By Steven Pearlstein
Wednesday, June 10, 2009; A12
It's the doctors, stupid.
If we really want to fix America's overpriced and under-performing health-care system, what really matters is changing the ways doctors practice medicine, individually and collectively. Everything else -- mandate or no mandate, the tax treatment of health benefits, whether there's a "public plan" to compete against private health insurers -- is just tinkering at the margin.
I was reminded of this reality by a recent article in the New Yorker by Atul Gawande, a surgeon at Brigham and Women's Hospital and the Dana Farber Cancer Institute who somehow manages to find time to turn out deeply reported and elegantly written essays on health care. Like many health reformers, Gawande says the essential problem with the American health-care system is that so much of what we spend -- as much as a third of the $2.3 trillion spent in 2007 -- goes toward care that is either unnecessary or inappropriate. Fixing that is the first step to fixing everything else.
It is tempting to lay the blame for this enormous waste of resources on greedy drug companies or incompetent insurers or misguided government policies -- and surely all of these contribute to the system's high cost and disappointing results. We consumers also share some of the blame when we demand to have all the latest treatments, whether we need them or not, or when we fail to shop around for the best value, knowing that our health insurance plan will pick up most of the tab.
At the end of the day, however, it is physicians who have the greatest impact on the cost and quality of health care we get. It is the docs who drive the decisions on what tests are ordered up, what surgeries performed and what drugs prescribed. And it is around the doctors and their practices that the medical system is organized.
The problem comes when doctors' decisions about treatment aren't based on the latest scientific evidence about what works and what doesn't. More often than you'd think, such definitive evidence is not available -- and even when it is, many doctors are unaware of it. Instead, they fall back on what they learned in medical school or what they've always done in their own practice or what is customary among other physicians in their region.
There is also evidence that doctors' treatment decisions are colored by the financial incentives built into a fee-for-service insurance system in which the only way to earn more is to do more, whether it's needed or not.

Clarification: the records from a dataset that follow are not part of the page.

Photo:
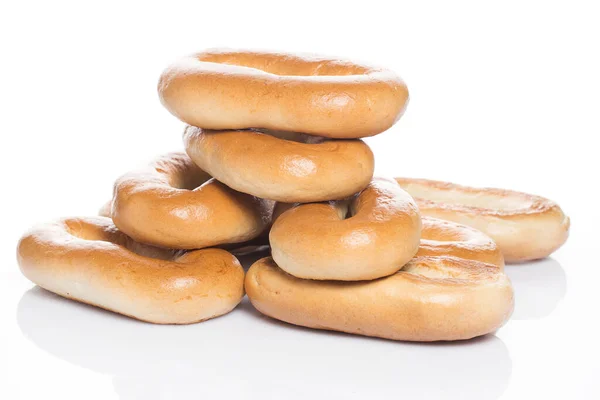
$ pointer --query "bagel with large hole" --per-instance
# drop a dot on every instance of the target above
(282, 166)
(369, 236)
(238, 89)
(525, 227)
(174, 204)
(434, 297)
(91, 261)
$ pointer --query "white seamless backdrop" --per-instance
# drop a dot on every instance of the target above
(503, 94)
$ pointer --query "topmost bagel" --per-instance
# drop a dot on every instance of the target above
(232, 89)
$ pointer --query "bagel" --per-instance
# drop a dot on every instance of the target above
(525, 227)
(433, 298)
(229, 89)
(174, 204)
(91, 261)
(447, 238)
(282, 166)
(372, 235)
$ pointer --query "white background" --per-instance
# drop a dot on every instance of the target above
(503, 94)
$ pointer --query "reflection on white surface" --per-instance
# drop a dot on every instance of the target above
(539, 287)
(247, 355)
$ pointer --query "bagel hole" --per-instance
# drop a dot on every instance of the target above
(457, 197)
(109, 233)
(297, 137)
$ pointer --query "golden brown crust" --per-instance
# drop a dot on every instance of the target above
(174, 204)
(286, 169)
(90, 260)
(447, 238)
(525, 227)
(434, 297)
(228, 89)
(338, 240)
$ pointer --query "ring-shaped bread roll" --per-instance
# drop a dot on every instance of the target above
(282, 166)
(434, 297)
(174, 204)
(227, 89)
(91, 261)
(372, 235)
(525, 227)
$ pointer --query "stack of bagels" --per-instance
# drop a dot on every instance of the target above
(274, 157)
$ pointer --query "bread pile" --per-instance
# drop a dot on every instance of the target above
(274, 156)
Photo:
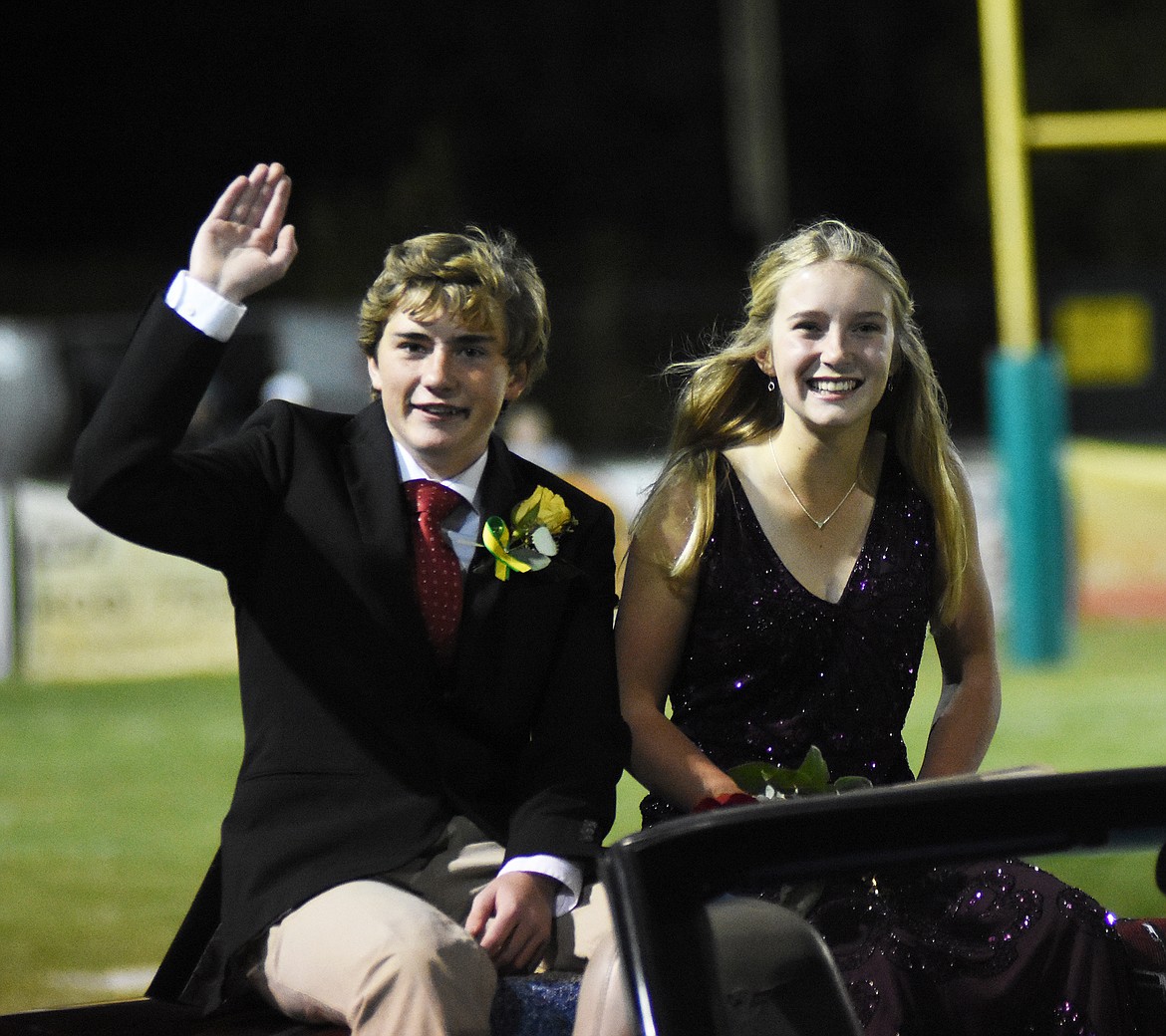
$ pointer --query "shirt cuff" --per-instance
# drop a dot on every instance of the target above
(569, 876)
(203, 308)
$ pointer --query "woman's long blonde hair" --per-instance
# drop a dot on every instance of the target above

And, as Gawande discovered in talking to doctors in McAllen, Texas -- which has the dubious distinction of having the highest per-patient Medicare spending in the country -- that's particularly true when it is the doctors themselves who own the laboratory that does the tests or the hospital in which the surgery is performed.
The central challenge of health reform, then, is to make sure doctors have the scientific evidence about what works and what doesn't -- and then to change the way they work and realign their financial incentives so that this evidence guides their practice.
There are already successful models for doing this: the Mayo Clinic in Minnesota, Geisinger Health System in Pennsylvania, Intermountain Healthcare in Salt Lake City and Kaiser Permanente in Northern California, to name a few. What's common to all of them is that they have found ways to better organize and compensate doctors, hospitals and other providers so that they work as a team to provide comprehensive, high-quality patient care at the lowest possible cost.
In many of these organizations, doctors work for fixed salaries, with bonuses based on their success in adhering to "best practices," avoiding errors and keeping patients healthy.
In others, the doctors and hospitals operate as their own insurance plan, agreeing in advance to provide a specified range of medical services to a group of patients at a fixed annual fee.
In every case, the organizations have put a premium on preventing diseases rather than just treating them. And they have made extensive use of sophisticated software and computerized medical records to coordinate care, improve efficiency, avoid medical errors, and track the performance of individual doctors and departments in terms of both cost and quality.
These are the essential building blocks of health-care reform. They were the building blocks back in the 1970s, when the first health maintenance organizations demonstrated that a team of salaried doctors delivering "managed care" could keep people healthier at a lower cost than Blue Cross-Blue Shield. And they need to be the building blocks today as the country moves to restructure the private insurance market, slow the rate of spending growth and usher in an era of universal coverage.